The Prior made a sour face. “Another unanswerable riddle. In any case, Llyani has status, prestige as a ‘high tongue’ of the ancients. It is also likely that the other acolytes in our school had much to do with his choice-teased him about his jungle origins, his lack of clan, lineage, and parentage-and made him miserable enough to select the most noble, most difficult, and most esoteric of all of the ancient languages.”

“La, friend Haringgashte, you now answer your own question.

Why send for this one lowly novice, as fresh as a Dlel — fruit from the tree? Here is a reason as good as any: a clever young fellow, talent visible within him as light within a lamp, a love of picking apart your ancient grammatical puzzles, a background of alien strangeness-something that provides him with a new perspective upon his studies. Why should the High Council not whistle him up when a bagful of old bones and trinkets comes to light?” He tapped his wallet.

“Because it is not enough! If there is one lesson I’ve learned in fifty years in the priesthood, it’s to follow a skein until I get back to the first knot. When Harsan spoke of Gruneshu and the others, his bolt did not miss its mark. Other scholars of Llyani exist, greater ones by far. Every temple of the twenty deities has some duffer or other who can riddle the language.” He scraped a hand across his small, shaven chin. “-And these relics have naught to do with the Pe Choi.
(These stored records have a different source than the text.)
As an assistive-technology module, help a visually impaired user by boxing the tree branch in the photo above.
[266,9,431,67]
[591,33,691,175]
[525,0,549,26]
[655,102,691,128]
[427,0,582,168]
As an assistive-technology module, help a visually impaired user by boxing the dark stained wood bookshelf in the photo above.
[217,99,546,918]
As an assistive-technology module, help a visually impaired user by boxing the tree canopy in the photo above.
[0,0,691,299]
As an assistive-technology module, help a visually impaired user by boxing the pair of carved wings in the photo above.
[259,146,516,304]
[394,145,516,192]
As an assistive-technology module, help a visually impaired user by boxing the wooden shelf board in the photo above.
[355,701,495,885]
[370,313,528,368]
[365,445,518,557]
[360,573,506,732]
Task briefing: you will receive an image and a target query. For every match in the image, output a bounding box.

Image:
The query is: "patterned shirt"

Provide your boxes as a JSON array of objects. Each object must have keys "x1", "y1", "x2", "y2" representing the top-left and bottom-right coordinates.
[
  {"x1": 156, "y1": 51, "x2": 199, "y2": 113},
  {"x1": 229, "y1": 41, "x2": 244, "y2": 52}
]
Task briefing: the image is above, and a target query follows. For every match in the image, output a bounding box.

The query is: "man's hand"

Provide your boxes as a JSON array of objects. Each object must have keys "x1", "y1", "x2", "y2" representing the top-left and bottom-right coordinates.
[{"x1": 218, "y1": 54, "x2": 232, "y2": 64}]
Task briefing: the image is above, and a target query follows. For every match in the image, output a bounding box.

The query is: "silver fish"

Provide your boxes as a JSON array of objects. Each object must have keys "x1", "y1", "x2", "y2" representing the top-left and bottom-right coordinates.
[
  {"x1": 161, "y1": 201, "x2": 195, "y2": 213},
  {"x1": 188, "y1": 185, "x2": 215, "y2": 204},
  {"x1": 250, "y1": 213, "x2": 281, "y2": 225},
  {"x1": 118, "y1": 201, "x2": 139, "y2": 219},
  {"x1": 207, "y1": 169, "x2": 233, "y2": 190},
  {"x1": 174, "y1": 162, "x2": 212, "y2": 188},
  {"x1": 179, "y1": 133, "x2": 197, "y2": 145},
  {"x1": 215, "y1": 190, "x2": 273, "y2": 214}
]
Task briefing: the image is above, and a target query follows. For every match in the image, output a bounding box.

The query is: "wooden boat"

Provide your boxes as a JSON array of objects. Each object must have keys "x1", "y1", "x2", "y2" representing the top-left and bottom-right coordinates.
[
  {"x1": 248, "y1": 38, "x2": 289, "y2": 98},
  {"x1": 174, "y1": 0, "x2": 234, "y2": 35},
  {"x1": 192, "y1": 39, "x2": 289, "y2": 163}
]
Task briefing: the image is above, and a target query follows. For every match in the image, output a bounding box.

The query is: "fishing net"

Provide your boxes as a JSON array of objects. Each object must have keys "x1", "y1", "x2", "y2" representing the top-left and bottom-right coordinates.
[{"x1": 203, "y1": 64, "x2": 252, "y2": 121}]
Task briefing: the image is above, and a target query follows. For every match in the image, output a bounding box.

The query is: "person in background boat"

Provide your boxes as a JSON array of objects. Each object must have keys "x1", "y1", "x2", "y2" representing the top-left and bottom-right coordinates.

There’s no hint of Pe Choi manufacture in the two you showed me. We lack a theorem sufficient to explain the data, as our old teacher Chayanu used to tell us in his logic lectures. The boy is clanless-not a good sign, for it means that he is expendable, and none to ask after him. He is naive, unlettered in the intrigues of the temple, vulnerable as a fish on the shore…”

Kurrune lowered his eyes. “Old friend, I really speak words of wind. I know nothing of this. About other matters I could fill you as a river fills a bucket. But not this. I swear it to you.” His tone softened. “My sources do bring me a drop here, a driblet there, and from all of these trickles I can often make a pond. They say of me that all gossip flows to Kurrune the Messenger, as a river enters the sea. Were you to ask, I could tell you how the Royalist Party fiddles and the priesthoods dance; how the Military Party sings sweetly in our Emperor’s ear of conquests in Yan Kor and the re-establishment of the halcyon days of the Bednalljan kings; how the Imperialist Party in Avanthar sulks and waits to pounce upon posts closer to the Petal Throne; how the royal Prince Eselne diddles and dallies with Misenla, High Priestess of Hrihayal in Bey Sii; how his brothers pout and glower, and the youngest, Dhich’une, yearns to call up all the undead demons of accursed Sarku and give the land over to the Mysteries of the Worm. I could whisper of certain heirs to the throne who are as yet unrevealed, kept secret by the Emperor and his Omnipotent Azure Legion until the time is ripe for them to be brought forth… All of these things I can tell and more; yet of this present instance I have less knowledge than an eel-fisher in the swamps of Tsehelnu.”